Karen Mayson Bahnsen (born October 11, 1960) is an American former college golf coach and player from the United States.

== Early years ==
Bahnsen was born in Mobile, Alabama. She attended McGill-Toolen Catholic High School in Mobile.

== College career ==
Bahnsen was the first women's golfer to receive an athletic scholarship to attend LSU in Baton Rouge, Louisiana, where she played for the Lady Tigers golf team from 1980 to 1983. As a Tiger, she participated in two Association for Intercollegiate Athletics for Women (AIAW) and one National Collegiate Athletic Association (NCAA) nation championship tournaments.

== Coaching career ==
Bahnsen was head coach of the Lady Tigers from 1985 to 2018. Her teams recorded twenty-eight team titles and twenty-eight individual titles. Her 1992 Lady Tigers won the 1992 SEC championship, and have qualified for the NCAA Championship Tournament eleven times, including 1986, 1996, 1998, 1999, 2000, 2001, 2006, 2008, 2009, 2010 and 2011.

Bahnsen's 2011 team finished third in the NCAA national championship tournament, and golfer Austin Ernst won the NCAA individual championship. The Lady Tigers placed third of twelve teams in the SEC Tournament, and Ernst placed ninth in the individual standings.

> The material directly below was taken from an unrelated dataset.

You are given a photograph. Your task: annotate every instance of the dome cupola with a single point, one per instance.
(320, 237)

The National Golf Coaches Association (NGCA) inducted Bahnsen into its Coaches Hall of Fame in 2009.

On May 25, 2018, it was announced that Bahnsen was stepping down as LSU women's golf coach and was taking a position in the Tiger Athletic Foundation.

== Personal ==
She is married to David "Bo" Bahnsen, a senior associate athletic director at LSU. They have a son and a daughter.